1992 novel by Alan Lightman

Einstein's Dreams is a 1992 novel by Alan Lightman that was an international bestseller and has been translated into thirty languages. It was runner up for the 1994 L. L. Winship/PEN New England Award. Einstein's Dreams was also the March 1998 selection for National Public Radio's "Talk of the Nation" Book Club. The novel has been used in numerous colleges and universities, in many cases for university-wide adoptions in "common-book" programs. New York Times book critic Michiko Kakutani wrote about the book: "As in Calvino's work, the fantastical elements of the stories are grounded in precise, crystalline prose. As in Jorge Luis Borges's ficciones, carefully observed particulars open out, like doors in an advent calendar, to disclose a magical, metaphysical realm beyond."

Einstein's Dreams was first adapted for the stage by David Gardiner and Ralf Remshardt and performed at the University of Florida in 1996. An off-off-Broadway production of this stage version ran briefly at the New York Fringe Festival in 2001; it has also been performed in Beijing (2009).

A musical adaptation of Einstein's Dreams, with book and lyrics by Joanne Sydney Lessner and music and lyrics by Joshua Rosenblum had its international debut in Lisbon in 2005. A concert performance of the Lessner-Rosenblum adaptation took place at Symphony Space in New York in 2009, starring John Bolton and Kate Shindle. The performance was a benefit fundraiser for the Harpswell Foundation, a nonprofit organization founded by Lightman, whose mission is to advance a new generation of women leaders in southeast Asia.

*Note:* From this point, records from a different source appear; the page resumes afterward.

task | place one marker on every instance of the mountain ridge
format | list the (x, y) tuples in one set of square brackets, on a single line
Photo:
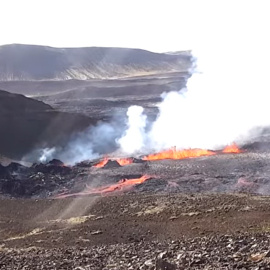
[(19, 62)]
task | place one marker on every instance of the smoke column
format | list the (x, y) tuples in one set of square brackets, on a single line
[(228, 94)]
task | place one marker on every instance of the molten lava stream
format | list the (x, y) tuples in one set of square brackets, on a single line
[(179, 154), (124, 161), (121, 161), (102, 163), (119, 186)]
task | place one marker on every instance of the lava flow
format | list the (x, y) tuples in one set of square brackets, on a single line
[(179, 154), (121, 161), (102, 163), (173, 153), (190, 153), (122, 185)]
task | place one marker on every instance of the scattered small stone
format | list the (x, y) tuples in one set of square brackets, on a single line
[(96, 232)]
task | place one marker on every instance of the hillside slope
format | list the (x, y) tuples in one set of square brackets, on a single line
[(31, 62), (27, 124)]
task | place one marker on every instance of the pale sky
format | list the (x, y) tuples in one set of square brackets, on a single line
[(156, 25)]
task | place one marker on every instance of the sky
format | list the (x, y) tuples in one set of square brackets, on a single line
[(160, 26)]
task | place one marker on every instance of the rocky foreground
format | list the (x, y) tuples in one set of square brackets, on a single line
[(136, 232)]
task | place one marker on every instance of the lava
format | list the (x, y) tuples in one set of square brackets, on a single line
[(179, 154), (122, 185), (124, 161), (102, 163), (233, 148), (173, 153), (121, 161)]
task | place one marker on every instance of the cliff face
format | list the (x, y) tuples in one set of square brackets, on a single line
[(30, 62), (27, 124)]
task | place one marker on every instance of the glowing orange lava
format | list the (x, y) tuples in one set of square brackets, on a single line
[(233, 148), (124, 161), (122, 185), (102, 163), (179, 154), (121, 161)]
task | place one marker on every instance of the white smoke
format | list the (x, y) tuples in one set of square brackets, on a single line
[(228, 94), (133, 139)]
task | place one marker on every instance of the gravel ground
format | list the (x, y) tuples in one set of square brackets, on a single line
[(225, 252)]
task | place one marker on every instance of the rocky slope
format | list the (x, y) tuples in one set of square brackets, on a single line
[(29, 62), (27, 123)]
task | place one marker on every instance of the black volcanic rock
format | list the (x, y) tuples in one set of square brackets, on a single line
[(27, 124), (30, 62)]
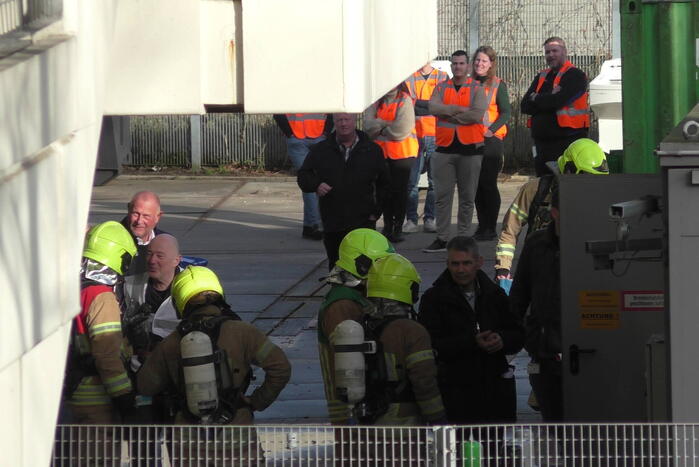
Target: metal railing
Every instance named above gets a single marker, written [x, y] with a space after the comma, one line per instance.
[304, 445]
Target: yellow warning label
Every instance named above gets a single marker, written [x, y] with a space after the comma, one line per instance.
[598, 299]
[599, 319]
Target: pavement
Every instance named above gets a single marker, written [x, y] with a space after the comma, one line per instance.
[249, 229]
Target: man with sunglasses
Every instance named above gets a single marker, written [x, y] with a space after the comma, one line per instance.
[531, 206]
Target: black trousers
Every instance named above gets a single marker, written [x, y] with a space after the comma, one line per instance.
[550, 151]
[332, 240]
[487, 195]
[397, 201]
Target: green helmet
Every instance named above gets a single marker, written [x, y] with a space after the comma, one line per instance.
[109, 243]
[190, 282]
[360, 248]
[394, 277]
[583, 155]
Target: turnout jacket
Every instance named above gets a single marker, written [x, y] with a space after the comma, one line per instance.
[244, 344]
[341, 303]
[359, 185]
[514, 221]
[101, 337]
[537, 287]
[470, 377]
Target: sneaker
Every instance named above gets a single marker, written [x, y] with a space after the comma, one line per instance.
[436, 246]
[409, 227]
[311, 232]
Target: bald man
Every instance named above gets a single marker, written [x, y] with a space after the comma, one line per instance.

The Lessner-Rosenblum musical had its Off-Broadway premiere at New York's 59E59 Theaters in November, 2019, produced by the Prospect Theater Company and directed by Cara Reichel.

==Plot==
The novel fictionalizes Albert Einstein as a young scientist who is troubled by dreams as he works on his theory of relativity in 1905. The book consists of 35 sections, each either devoted to one dream about time that Einstein had, or to a waking scene surrounding Einstein's behavior and health during the creation of his theory of relativity. These waking sections include a prelude, three interludes, and an epilogue. Einstein's friend, Michele Besso, appears in some of these sections. Each dream involves a conception of time. Some scenarios may involve exaggerations of true phenomena related to relativity, and some may be entirely fantastical. The book demonstrates the relationship each human being has to time, and thus spiritually affirms Einstein's theory of relativity.

The novel is sometimes cited as the source of the apocryphal urban legend, the 'universal force' (of love), purportedly elucidated in a letter from Einstein to his daughter, Lieserl, but the novel does not contain 'the letter'.